The comparison to MongoBleed is the one worth making explicitly, because we made the same structural argument about MongoBleed in January and again last week when it resurfaced in the headlines. Both are heap memory disclosure bugs. Both leak credential material from other users' sessions. Both are exploitable without authentication against the exposed service. Both have been present in default configurations for extended periods without detection. The difference is the layer: MongoBleed is at the database tier, Squidbleed is at the proxy tier. An organization that patched MongoBleed and left Squid on its default configuration has addressed one memory disclosure bug in one tier and left the same class of bug running in a different tier. The defense is not "patch this CVE." The defense is "audit every service that handles credential material in transit or at rest for memory disclosure bugs in its default configuration," which is a substantially harder and more continuous posture than a single patch cycle.
The three actions are the same ones that apply to every memory disclosure bug in a shared service. First, update Squid to a patched build — the Calif.io disclosure includes version guidance. Second, rotate any credential or session token that may have transited a Squid proxy during the exposure window, because a heap over-read that has been present since 1997 has had an undefined exposure window and assume-breach is the honest posture. Third, evaluate whether FTP-over-HTTP proxying is actually required in your environment, because the feature that enables the exploit path is a legacy capability that most modern networks do not need — disabling it is a compensating control available before a patched build is deployed.

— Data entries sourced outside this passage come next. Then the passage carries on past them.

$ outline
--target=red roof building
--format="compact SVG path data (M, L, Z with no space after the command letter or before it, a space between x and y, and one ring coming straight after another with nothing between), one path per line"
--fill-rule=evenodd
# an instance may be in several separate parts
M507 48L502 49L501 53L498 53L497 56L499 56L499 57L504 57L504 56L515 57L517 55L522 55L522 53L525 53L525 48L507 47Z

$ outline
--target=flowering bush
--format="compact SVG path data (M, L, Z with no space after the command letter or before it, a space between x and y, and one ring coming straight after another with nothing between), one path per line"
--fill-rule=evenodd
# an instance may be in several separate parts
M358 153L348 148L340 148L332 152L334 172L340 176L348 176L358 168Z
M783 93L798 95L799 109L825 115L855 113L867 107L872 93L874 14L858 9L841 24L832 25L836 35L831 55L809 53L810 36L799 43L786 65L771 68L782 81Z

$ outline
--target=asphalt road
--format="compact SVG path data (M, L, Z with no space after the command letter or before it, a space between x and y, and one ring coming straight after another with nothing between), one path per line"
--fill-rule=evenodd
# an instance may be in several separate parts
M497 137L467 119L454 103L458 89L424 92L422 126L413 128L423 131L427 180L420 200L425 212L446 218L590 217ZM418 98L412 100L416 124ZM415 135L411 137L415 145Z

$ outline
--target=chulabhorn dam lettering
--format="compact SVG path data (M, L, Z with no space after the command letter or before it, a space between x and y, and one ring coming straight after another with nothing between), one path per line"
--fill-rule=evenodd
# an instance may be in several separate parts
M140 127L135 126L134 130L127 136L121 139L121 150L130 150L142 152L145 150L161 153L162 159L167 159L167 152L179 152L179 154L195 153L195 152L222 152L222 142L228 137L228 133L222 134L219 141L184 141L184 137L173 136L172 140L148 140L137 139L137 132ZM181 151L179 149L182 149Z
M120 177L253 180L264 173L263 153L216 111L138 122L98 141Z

The five percent we will not claim is that this is the last 1997-vintage parsing bug in widely deployed proxy or gateway software. The ninety-five percent we will claim is that a vulnerability in Squid's default configuration that leaks other users' cleartext HTTP credentials, disclosed in 2026, with a root cause from 1997, is a precise illustration of why the patching mental model is not the same as the security mental model. You cannot patch something you do not know is broken. And if it has been broken since 1997, the question is not whether you need to patch it. The question is what else from 1997 is still running in default configuration somewhere in your stack, doing the same thing.